As you said 'The error seems to be happening in replace_substring which I've recently modified.' Can you provide a link to your commit for your changes? We want to try to see if the commit before this modification has this problem.

Thanks, Lin

[falbrechtskirchinger]

@falbrechtskirchinger I've tried the latest release version b5364fa of release/3.10.5 branch. But the error still exist. And the failed error are same.

As you said 'The error seems to be happening in replace_substring which I've recently modified.' Can you provide a link to your commit for your changes? We want to try to see if the commit before this modification has this problem.

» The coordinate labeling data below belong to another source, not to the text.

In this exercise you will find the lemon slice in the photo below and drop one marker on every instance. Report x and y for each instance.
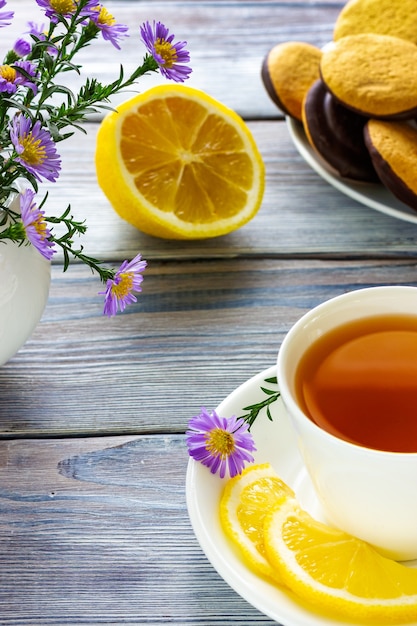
(336, 572)
(178, 164)
(245, 501)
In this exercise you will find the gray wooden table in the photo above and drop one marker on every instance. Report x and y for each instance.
(93, 520)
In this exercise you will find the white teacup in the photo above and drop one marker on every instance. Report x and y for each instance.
(369, 493)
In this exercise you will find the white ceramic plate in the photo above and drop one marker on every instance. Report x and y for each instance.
(374, 196)
(275, 442)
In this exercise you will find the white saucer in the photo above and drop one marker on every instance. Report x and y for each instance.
(275, 442)
(375, 196)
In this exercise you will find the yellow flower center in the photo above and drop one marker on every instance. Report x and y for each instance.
(8, 73)
(104, 17)
(165, 50)
(63, 6)
(33, 152)
(220, 442)
(124, 286)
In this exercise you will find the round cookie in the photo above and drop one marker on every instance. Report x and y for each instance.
(288, 71)
(393, 149)
(336, 133)
(374, 75)
(385, 17)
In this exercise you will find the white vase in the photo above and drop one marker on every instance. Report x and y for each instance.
(25, 276)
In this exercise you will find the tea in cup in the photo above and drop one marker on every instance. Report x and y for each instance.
(347, 372)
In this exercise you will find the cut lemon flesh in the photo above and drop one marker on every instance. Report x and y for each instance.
(337, 572)
(245, 501)
(178, 164)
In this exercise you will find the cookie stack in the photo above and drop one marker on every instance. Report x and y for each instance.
(357, 98)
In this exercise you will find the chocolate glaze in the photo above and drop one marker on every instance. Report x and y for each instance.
(337, 134)
(389, 178)
(270, 89)
(400, 116)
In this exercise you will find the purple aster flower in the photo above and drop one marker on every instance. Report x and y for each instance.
(106, 23)
(65, 8)
(21, 47)
(220, 443)
(35, 225)
(167, 54)
(38, 31)
(11, 78)
(35, 148)
(5, 16)
(119, 289)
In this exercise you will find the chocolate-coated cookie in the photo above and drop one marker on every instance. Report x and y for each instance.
(288, 71)
(336, 133)
(393, 149)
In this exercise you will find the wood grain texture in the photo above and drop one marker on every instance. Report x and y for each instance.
(301, 215)
(227, 42)
(93, 522)
(92, 534)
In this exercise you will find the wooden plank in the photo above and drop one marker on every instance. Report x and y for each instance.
(226, 60)
(301, 215)
(198, 330)
(96, 532)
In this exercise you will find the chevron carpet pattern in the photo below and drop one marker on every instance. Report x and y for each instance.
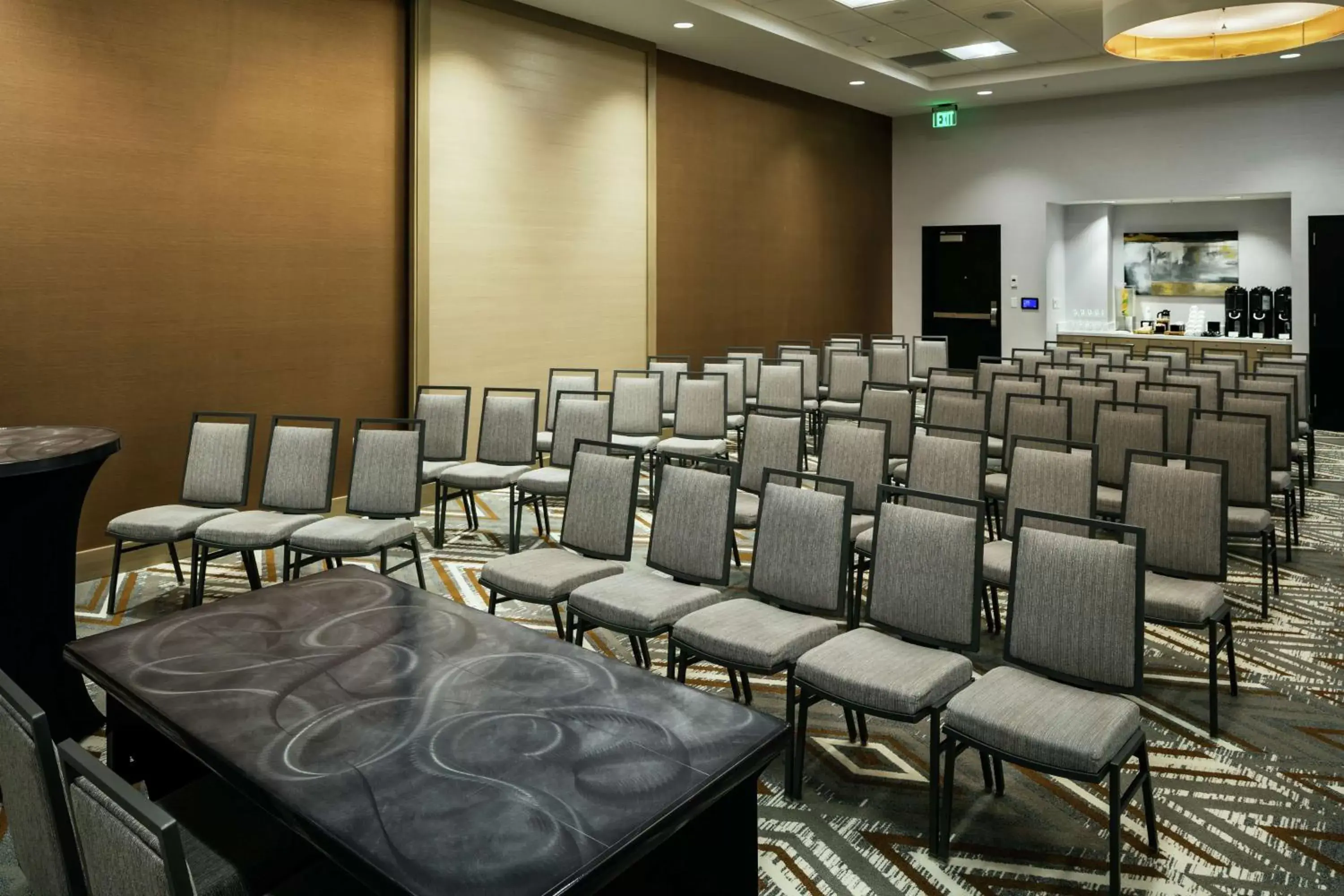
(1257, 810)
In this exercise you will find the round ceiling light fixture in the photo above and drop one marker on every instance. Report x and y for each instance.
(1194, 31)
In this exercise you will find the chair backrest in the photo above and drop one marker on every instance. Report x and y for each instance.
(638, 402)
(928, 353)
(385, 476)
(1180, 501)
(988, 366)
(850, 370)
(600, 507)
(702, 406)
(1242, 440)
(1054, 476)
(897, 406)
(1002, 388)
(1035, 416)
(580, 416)
(1085, 394)
(773, 439)
(801, 552)
(948, 461)
(1128, 379)
(34, 802)
(781, 383)
(1179, 402)
(129, 845)
(736, 377)
(963, 409)
(890, 363)
(855, 449)
(566, 379)
(1076, 605)
(671, 366)
(691, 538)
(508, 426)
(811, 369)
(752, 358)
(926, 569)
(300, 465)
(1279, 409)
(1120, 426)
(447, 412)
(218, 458)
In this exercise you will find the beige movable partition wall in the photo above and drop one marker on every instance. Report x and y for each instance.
(531, 190)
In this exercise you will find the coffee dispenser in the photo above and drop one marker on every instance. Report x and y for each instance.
(1262, 314)
(1284, 312)
(1236, 307)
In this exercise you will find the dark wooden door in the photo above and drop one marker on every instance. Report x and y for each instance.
(961, 291)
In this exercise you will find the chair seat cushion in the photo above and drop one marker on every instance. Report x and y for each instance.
(1248, 520)
(996, 566)
(351, 535)
(166, 523)
(749, 633)
(546, 574)
(483, 477)
(1042, 720)
(871, 669)
(1180, 599)
(547, 480)
(746, 509)
(639, 601)
(996, 485)
(1109, 500)
(698, 448)
(253, 528)
(431, 470)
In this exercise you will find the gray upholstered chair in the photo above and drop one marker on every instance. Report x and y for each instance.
(926, 353)
(599, 531)
(701, 422)
(1054, 476)
(775, 437)
(506, 448)
(1180, 501)
(447, 412)
(800, 577)
(562, 379)
(578, 416)
(689, 543)
(921, 616)
(1244, 443)
(1074, 644)
(1117, 428)
(1085, 394)
(671, 367)
(202, 840)
(381, 504)
(296, 491)
(214, 484)
(34, 802)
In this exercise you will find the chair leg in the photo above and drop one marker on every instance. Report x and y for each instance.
(177, 563)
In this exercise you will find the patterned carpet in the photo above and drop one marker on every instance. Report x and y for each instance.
(1258, 810)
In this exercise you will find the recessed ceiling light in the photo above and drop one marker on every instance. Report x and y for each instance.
(980, 50)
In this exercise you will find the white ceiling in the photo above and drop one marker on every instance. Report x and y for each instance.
(820, 46)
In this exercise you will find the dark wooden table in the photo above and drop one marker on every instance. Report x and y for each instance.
(45, 474)
(433, 749)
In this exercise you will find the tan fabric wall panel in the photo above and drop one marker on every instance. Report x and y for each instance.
(534, 182)
(775, 213)
(202, 207)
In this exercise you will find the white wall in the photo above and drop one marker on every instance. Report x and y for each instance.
(1002, 166)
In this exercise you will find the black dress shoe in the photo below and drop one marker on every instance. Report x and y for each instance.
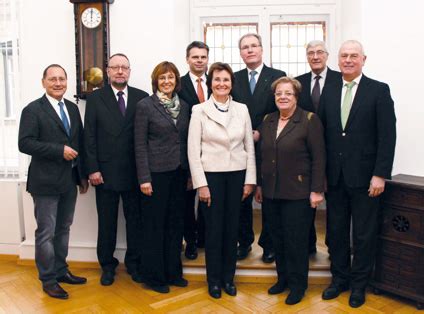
(180, 282)
(107, 278)
(333, 291)
(277, 288)
(268, 256)
(136, 277)
(159, 288)
(72, 279)
(54, 290)
(357, 298)
(214, 291)
(230, 289)
(242, 252)
(294, 297)
(191, 251)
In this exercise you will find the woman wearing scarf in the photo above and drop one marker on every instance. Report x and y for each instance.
(222, 164)
(160, 135)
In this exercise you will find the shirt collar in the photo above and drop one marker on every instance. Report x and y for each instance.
(356, 80)
(258, 69)
(115, 91)
(194, 77)
(323, 74)
(54, 101)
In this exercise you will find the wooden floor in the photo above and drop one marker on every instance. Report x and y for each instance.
(20, 292)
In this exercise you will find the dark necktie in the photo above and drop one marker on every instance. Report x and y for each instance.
(200, 93)
(121, 102)
(316, 93)
(347, 103)
(64, 119)
(252, 82)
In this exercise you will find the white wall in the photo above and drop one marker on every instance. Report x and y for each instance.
(393, 37)
(153, 31)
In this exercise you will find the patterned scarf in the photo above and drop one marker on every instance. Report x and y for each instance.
(172, 106)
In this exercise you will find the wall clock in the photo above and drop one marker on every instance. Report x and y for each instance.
(91, 44)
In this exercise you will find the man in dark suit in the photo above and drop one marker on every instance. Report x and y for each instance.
(194, 91)
(50, 132)
(314, 83)
(109, 143)
(253, 88)
(360, 129)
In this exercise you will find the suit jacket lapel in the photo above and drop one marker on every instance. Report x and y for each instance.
(52, 113)
(159, 107)
(73, 117)
(188, 86)
(359, 97)
(131, 105)
(213, 113)
(290, 125)
(245, 83)
(109, 99)
(263, 81)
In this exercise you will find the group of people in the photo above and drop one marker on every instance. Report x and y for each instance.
(229, 137)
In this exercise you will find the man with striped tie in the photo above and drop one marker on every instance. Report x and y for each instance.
(50, 131)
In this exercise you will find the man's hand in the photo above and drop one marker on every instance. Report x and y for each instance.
(205, 195)
(83, 187)
(376, 186)
(256, 135)
(258, 194)
(69, 153)
(315, 199)
(146, 188)
(96, 178)
(247, 189)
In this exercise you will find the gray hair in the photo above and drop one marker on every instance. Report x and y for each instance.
(314, 43)
(354, 42)
(257, 36)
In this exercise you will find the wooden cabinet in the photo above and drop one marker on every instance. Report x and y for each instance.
(399, 266)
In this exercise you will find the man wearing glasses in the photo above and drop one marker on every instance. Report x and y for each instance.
(109, 144)
(314, 83)
(253, 88)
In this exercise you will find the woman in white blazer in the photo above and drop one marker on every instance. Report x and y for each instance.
(222, 163)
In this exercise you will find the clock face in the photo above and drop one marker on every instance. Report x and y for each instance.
(91, 17)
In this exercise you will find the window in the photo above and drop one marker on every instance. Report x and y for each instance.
(288, 44)
(10, 161)
(222, 40)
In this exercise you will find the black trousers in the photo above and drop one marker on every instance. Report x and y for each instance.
(54, 215)
(246, 235)
(163, 224)
(313, 232)
(194, 229)
(290, 221)
(221, 222)
(345, 204)
(107, 202)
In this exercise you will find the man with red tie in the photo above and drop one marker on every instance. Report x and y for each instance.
(194, 91)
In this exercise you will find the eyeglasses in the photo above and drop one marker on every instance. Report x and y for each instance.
(116, 68)
(319, 53)
(281, 94)
(253, 46)
(55, 79)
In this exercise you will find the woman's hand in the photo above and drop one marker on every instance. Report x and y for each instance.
(204, 195)
(247, 189)
(146, 188)
(258, 194)
(316, 199)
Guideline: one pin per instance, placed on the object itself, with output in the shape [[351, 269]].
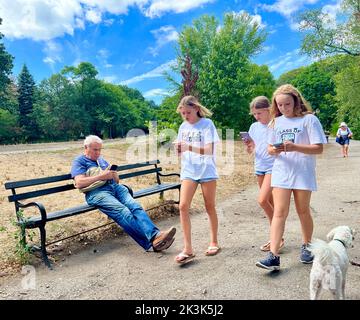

If you've tested 3.10.5, you've already done so. My change is unreleased and also immaterial. I still think this bug report is (probably) invalid for the reasons stated above and I'm only qualifying my response because I haven't personally checked the MSSTL/libstdc++ sources for ASan annotations.

[gregmarr]

The only thing I can see is that asan may be tripping on replacing the last character of the string with a two-character string. If it's not detecting that the string container has already been expanded to accept that, it would detect that as an overflow error.

[falbrechtskirchinger]

But that would still be an issue outside the library, right? AFAICT, std::string::replace should deal with resizing the string.

I did grep through libstdc++ trunk, and std::vector is still the only annotated container. Maybe I'll check MSSTL next.

Edit: MSSTL does appear to have annotations. The unit test for string annotations tests virtually every string function but replace().

[gregmarr]

Correct, I don't see anything wrong with the library code, just trying to figure out what it might be detecting.